Una huelga portuaria o un tifón cierran su principal ruta marítima. Su carga se queda bloqueada, los plazos del proyecto corren peligro y sus contratistas se preguntan quién pagará por el tiempo de inactividad. Recurrir a una cláusula de “fuerza mayor” no es sencillo. Lo que importa es la redacción específica de su contrato, y un solo paso en falso podría hacer responsable a su empresa de todos los costes relacionados con el retraso.
Este artículo ofrece una guía clara para gestionar estas interrupciones. Explicamos qué se considera un caso de fuerza mayor, quién suele absorber los costes y cómo comunicarse con sus socios. Descubrirá por qué debe enviar una notificación oficial por escrito en un plazo estricto de 5 a 15 días y verá cómo el desvío de su carga puede costar entre 1.000 y 1.500TP4T adicionales por contenedor, pero puede ser su única opción para mantener las operaciones en marcha.
Definición de fuerza mayor (caso fortuito)
La fuerza mayor es un acontecimiento imprevisible que escapa al control de una de las partes y que hace imposible el cumplimiento de un contrato. En los sectores del transporte marítimo y la construcción, este supuesto requiere superar una estricta prueba de tres partes y se limita a sucesos específicos enumerados, como catástrofes naturales o embargos gubernamentales, no a dificultades económicas o cambios en el mercado.
En los contratos de construcción y logística, la “fuerza mayor” o “caso fortuito” no tiene poder legal independiente. Su autoridad procede directamente de la redacción explícita del contrato. Sin una cláusula específica, las partes en los sistemas de derecho anglosajón no pueden acogerse a una doctrina general de fuerza mayor. Esta es la razón por la que la ingeniería moderna y los acuerdos de transporte contienen una mecánica precisa para definir lo que ocurre cuando un acontecimiento externo extraordinario bloquea el rendimiento.
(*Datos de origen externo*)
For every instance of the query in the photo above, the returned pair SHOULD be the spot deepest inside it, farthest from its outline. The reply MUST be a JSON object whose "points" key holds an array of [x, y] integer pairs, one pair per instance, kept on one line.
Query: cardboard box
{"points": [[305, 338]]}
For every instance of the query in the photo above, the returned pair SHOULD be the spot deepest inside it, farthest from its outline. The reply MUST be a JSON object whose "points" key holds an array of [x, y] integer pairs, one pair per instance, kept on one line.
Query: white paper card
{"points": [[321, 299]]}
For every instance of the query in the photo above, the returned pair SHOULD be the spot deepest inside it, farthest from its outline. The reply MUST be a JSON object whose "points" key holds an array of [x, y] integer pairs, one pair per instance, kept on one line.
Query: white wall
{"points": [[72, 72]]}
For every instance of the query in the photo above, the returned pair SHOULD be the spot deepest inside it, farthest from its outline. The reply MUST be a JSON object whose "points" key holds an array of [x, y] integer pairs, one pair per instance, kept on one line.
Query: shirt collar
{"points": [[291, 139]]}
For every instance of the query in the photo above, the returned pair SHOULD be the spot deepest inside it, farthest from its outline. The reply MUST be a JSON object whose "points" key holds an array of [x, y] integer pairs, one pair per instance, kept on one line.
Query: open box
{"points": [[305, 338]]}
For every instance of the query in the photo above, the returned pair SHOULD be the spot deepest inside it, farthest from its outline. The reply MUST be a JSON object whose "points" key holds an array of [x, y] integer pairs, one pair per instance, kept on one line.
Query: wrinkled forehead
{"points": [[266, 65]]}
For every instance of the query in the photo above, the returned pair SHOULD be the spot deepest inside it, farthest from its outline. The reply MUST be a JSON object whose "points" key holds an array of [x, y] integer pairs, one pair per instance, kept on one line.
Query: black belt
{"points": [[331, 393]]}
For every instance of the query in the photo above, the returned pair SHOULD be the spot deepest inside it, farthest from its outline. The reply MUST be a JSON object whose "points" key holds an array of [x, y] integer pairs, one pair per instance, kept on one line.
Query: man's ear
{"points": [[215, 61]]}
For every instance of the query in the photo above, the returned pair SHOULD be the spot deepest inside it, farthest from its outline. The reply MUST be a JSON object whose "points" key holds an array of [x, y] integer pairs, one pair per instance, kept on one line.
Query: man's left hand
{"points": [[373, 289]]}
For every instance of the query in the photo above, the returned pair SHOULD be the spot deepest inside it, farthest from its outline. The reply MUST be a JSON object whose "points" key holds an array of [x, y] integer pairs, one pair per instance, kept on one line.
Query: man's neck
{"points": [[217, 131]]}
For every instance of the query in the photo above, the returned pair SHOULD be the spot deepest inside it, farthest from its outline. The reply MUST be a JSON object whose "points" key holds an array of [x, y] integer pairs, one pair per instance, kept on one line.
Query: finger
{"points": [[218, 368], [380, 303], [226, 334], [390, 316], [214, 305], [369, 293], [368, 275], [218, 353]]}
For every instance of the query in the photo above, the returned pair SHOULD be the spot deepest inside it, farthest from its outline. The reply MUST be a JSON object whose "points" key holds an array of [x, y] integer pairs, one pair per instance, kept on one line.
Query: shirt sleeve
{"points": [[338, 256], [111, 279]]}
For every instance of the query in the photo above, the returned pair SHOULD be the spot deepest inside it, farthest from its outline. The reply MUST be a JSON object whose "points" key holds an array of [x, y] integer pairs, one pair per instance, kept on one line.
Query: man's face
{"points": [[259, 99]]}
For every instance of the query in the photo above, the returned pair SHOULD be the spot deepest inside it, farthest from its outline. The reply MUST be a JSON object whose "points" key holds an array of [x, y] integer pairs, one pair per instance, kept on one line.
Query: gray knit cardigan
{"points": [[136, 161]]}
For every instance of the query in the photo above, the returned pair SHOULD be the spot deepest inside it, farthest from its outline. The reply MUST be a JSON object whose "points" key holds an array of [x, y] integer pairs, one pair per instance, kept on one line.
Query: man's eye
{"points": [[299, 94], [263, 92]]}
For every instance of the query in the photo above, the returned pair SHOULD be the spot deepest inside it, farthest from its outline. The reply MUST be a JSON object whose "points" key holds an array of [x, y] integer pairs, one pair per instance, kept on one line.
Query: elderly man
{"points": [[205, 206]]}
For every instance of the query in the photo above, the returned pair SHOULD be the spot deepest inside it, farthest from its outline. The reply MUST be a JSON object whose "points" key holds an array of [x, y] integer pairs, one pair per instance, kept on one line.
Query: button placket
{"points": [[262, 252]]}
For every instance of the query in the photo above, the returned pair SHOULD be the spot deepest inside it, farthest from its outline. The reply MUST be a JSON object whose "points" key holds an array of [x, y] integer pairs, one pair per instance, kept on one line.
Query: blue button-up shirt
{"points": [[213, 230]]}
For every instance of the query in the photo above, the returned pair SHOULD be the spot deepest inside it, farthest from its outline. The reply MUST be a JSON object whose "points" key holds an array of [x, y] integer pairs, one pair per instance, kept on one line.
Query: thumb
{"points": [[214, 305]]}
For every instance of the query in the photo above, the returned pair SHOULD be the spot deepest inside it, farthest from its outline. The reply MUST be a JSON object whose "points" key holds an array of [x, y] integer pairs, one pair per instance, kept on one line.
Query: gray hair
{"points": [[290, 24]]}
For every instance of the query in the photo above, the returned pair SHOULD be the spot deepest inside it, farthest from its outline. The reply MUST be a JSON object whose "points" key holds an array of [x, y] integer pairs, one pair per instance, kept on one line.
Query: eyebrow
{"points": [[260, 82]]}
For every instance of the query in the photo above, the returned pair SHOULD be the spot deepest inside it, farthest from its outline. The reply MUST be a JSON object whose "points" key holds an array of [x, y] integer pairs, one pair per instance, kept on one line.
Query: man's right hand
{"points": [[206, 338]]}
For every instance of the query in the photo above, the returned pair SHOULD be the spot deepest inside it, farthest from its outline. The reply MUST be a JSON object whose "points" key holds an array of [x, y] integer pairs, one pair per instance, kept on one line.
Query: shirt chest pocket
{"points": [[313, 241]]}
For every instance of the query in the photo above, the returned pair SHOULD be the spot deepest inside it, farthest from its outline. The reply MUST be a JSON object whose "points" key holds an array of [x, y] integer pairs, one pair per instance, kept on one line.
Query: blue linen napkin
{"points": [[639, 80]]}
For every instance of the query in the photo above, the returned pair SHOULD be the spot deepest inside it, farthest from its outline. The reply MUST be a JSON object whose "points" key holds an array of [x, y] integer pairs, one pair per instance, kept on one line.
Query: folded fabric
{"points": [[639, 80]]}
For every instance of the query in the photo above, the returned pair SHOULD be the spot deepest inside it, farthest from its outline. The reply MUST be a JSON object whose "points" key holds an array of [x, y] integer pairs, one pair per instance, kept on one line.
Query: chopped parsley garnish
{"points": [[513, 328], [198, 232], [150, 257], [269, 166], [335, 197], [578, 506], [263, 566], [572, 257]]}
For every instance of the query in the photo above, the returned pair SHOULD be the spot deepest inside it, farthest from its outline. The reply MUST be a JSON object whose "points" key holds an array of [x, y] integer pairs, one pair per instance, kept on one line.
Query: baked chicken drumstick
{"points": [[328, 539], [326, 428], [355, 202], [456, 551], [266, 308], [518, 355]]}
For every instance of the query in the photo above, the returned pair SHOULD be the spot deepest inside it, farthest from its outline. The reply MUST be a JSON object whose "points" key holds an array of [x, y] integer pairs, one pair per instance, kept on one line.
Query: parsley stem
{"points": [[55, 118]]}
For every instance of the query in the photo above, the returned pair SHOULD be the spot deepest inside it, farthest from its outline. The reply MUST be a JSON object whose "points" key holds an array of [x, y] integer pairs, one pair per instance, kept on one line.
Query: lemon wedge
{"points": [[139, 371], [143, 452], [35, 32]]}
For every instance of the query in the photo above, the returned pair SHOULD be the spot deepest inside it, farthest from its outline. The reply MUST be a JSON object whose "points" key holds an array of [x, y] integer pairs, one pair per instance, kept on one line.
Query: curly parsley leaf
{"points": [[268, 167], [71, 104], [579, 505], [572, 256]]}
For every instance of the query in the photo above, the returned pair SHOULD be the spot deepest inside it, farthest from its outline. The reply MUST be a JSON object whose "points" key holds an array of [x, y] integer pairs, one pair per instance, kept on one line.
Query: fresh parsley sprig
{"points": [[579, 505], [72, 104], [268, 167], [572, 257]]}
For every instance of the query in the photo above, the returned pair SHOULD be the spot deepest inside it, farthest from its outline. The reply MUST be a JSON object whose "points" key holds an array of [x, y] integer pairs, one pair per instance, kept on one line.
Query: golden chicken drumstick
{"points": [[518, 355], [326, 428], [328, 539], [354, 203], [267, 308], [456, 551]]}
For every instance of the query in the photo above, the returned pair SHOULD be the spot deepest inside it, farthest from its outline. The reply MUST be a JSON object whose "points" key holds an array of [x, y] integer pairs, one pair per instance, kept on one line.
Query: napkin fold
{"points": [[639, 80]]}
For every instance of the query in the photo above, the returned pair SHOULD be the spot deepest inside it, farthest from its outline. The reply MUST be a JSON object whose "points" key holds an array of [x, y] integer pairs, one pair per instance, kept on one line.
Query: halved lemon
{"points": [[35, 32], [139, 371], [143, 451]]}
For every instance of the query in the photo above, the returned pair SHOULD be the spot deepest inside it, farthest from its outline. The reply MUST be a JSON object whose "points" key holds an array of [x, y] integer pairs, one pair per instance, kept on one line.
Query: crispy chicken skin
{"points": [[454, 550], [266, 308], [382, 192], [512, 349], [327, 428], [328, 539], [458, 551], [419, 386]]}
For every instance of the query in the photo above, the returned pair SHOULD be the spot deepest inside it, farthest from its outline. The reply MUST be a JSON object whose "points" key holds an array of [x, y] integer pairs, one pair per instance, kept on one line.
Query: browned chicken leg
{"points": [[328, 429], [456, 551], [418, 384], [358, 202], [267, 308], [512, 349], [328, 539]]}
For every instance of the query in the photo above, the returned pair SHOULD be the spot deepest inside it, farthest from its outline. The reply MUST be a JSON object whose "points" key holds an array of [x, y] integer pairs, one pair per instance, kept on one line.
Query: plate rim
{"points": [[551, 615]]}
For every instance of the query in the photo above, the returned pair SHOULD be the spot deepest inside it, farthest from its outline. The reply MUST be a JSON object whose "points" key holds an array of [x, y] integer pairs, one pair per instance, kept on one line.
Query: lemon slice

Prueba de fuerza mayor en tres etapas
Para que un acontecimiento se considere fuerza mayor, debe superar una estricta prueba de tres partes. En primer lugar, el acontecimiento debe haber sido imprevisible cuando se firmó el contrato. En segundo lugar, debe estar completamente fuera del control razonable de la parte afectada. En tercer lugar, el acontecimiento debe imposibilitar jurídica o físicamente el cumplimiento de las obligaciones contractuales, no sólo dificultarlo o encarecerlo. La parte que invoca la cláusula tiene la carga de la prueba y debe demostrar que este acontecimiento específico causó directamente su incumplimiento.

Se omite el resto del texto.